The Explosive World of Jean Tinguely
Raised in Basel, Jean Tinguely (1925–91) was indefatigable, working on his art, including countless installations, until shortly before his death. Known above all for his ‘kinetic art’, Tinguely spent much of his life in Paris, immersed in the artistic avant-garde. Not all of his sculptural machines were designed for posterity – among his more spectacular installations (at a time when installation art was in its infancy) was his self-destructible Homage to New York, which failed to completely self-destruct in the gardens of New York’s Museum of Modern Art in 1960. A more successful big bang was his Study for an End of the World No 2 in the desert near Las Vegas in 1962.
Get the full story at Museum Jean Tinguely.
In 1943 a chemist at the Sandoz company, Albert Hofmann (1906–2008), accidentally absorbed an experimental compound through his fingertips while searching for a migraine cure and (oopsie!) took the world’s first ‘acid trip’.
Hofmann's mind-bending discovery soon crossed the Atlantic and became a favoured tool of writers such as Aldous Huxley, William S Burroughs, Allan Ginsberg and Hunter S Thompson.
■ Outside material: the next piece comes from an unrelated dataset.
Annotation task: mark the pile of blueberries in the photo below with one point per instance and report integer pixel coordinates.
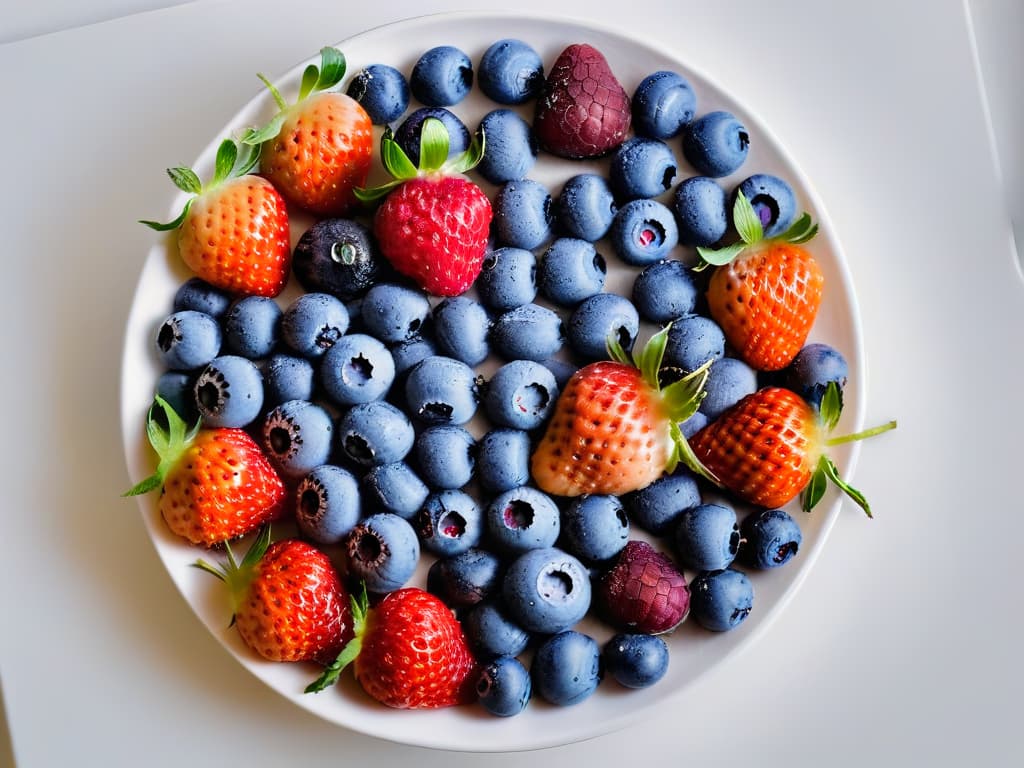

It was also embraced as a recreational drug and spiritual gateway by the flower children of the 1960s.
While you won't find too many trippers on a pilgrimage around Basel's streets, the city has become the epicentre of Switzerland’s multibillion-franc life-sciences and biotech industries. Global pharma-giants Roche and Novartis are headquartered here and are responsible for a steady stream of English-speaking expat scientists and sales representatives – if your German or French is rusty and you crave an interesting chinwag.